The amount of research generated in this field is massive, but little of it ever makes it into the mainstream media (I don't know if that's because editors are bored with the subject or just overwhelmed by it), which is why I thought it would be a useful exercise to highlight a few of the most recent findings and forecasts. This is by no means a comprehensive review, merely a bullet-pointed précis to give you an inkling of how much trouble we’re in. Click on the links for more details on the assorted items.

- Records of average global temperatures show a consistent warming trend for the last three decades and according to the UN’s World Meteorological Organisation, 2012 is expected to be the ninth warmest year since records began in 1880.

- Atmospheric CO2 concentrations reached a record high of 390.9 parts per million in 2011 - that's a 40% increase since the start of the industrial revolution.

- Ice is melting ever more rapidly in the Arctic and the Antarctic.

- Sea level rose by about 3.2mm per year between 1993 and 2011, significantly faster than previously estimated. Highlighting the long-term impacts of climate change, worst-case scenarios predict up to 6.8 metres of sea level rise by the year 3000.

- This year, the inhabitants of Vunidogoloa on the Fijian island of Vanua Levu became some of the first people in the world to be relocated to higher ground because seal level rise has made their seaside village uninhabitable.

- The destruction of mangrove forests, salt marshes, sea grass beds and other coastal ecosystems releases between 150 million and 1.02 billion tons of CO2 annually, several times more than previously thought.

- The world’s largest reinsurance company, MunichRe, has warned that risk from climate change related natural disasters is rising globally and local insurers agree. Insured losses from such events have risen from $9bn in the 1980s to $36bn in the 2000s.

- Significantly reduced rainfall during Asia’s annual monsoon season is predicted for the next two centuries with potentially devastating impacts on agriculture in the region.

- In November, the planet’s most powerful investors, managing some $22.5 trillion between them, wrote an open letter to the governments of major countries, warning that climate change is a major threat to the world economy.

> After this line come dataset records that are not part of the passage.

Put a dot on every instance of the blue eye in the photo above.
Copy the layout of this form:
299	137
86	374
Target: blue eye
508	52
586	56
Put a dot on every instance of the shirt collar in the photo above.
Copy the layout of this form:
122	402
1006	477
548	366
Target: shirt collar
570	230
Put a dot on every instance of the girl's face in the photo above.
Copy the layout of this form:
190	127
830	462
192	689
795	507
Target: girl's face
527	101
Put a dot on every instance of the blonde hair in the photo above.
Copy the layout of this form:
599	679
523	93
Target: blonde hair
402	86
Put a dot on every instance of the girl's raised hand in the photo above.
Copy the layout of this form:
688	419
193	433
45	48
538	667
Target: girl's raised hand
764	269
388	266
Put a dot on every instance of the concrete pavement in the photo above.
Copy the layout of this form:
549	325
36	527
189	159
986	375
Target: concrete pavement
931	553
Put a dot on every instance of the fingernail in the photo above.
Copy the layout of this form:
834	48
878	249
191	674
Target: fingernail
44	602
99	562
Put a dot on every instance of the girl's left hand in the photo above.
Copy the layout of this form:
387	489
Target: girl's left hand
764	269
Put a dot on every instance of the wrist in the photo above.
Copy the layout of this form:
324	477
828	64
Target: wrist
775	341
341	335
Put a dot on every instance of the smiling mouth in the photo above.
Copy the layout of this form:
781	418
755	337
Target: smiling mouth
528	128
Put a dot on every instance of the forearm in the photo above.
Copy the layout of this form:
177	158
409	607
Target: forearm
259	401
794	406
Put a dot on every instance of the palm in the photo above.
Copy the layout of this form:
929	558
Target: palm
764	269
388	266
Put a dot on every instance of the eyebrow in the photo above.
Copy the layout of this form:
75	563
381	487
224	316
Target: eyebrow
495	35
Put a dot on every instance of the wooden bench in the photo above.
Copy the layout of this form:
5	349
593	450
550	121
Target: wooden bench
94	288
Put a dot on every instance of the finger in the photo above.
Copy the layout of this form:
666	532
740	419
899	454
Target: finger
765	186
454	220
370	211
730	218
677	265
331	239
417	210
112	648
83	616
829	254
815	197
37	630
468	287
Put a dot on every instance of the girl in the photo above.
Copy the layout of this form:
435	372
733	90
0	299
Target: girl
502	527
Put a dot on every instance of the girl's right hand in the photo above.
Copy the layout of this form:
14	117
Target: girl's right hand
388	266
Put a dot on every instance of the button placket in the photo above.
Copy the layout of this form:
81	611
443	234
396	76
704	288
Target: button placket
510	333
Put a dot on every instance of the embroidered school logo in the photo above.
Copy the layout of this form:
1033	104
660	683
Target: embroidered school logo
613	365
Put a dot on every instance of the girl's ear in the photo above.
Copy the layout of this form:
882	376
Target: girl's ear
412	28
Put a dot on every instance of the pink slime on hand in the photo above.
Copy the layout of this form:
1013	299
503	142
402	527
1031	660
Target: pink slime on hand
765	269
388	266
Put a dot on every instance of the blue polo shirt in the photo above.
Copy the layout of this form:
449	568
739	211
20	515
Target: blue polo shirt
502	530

- Slashing 1.6% off the global GDP, climate change has been estimated to cost the world economy more than $1.2 trillion every year and according to a recent World Bank report, it's the poorest countries that will suffer most.

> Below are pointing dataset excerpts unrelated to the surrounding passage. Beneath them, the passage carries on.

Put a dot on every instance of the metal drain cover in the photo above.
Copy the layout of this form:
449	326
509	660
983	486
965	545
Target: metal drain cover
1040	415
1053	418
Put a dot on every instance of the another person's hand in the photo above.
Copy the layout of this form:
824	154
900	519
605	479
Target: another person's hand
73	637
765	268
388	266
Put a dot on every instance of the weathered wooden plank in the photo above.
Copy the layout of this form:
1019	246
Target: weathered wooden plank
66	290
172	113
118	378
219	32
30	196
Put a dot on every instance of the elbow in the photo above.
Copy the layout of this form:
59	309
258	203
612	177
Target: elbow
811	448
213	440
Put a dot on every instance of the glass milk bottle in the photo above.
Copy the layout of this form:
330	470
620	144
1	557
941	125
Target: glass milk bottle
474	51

- The effects of climate change on the world’s oceans are forecast to lead to a severe drop in fish stocks and a shrinkage of 14-24% in the size of adult fishes by 2050.

- Pollen counts are expected to more than double by 2040 and in combination with highly allergenic new strains of pollen from invasive species, hay fever season may be extended by weeks.

- With the disappearance of much of the bamboo they feed on, the natural habitat of the giant panda in China may be lost by the end of the century.

- Diseases carried by mosquitoes, ticks, fungi and algae, including Lyme disease, the West Nile virus, Chikungunya Fever, Rift Valley Fever and Dengue Fever are already spreading to areas where they were not found in the past.

- The collapse of the southern Caribbean's sardine fisheries during the past decade has been linked to climate change.

- Wild Arabica coffee, indigenous to East Africa, may become extinct within 70 years.

- While warming temperatures and increased levels of CO2 in the air may improve agricultural production in some regions, an 8% average decrease in the yield of eight major crops, including maize, millet, sorghum and wheat, is predicted for Africa and South Asia by the 2050s.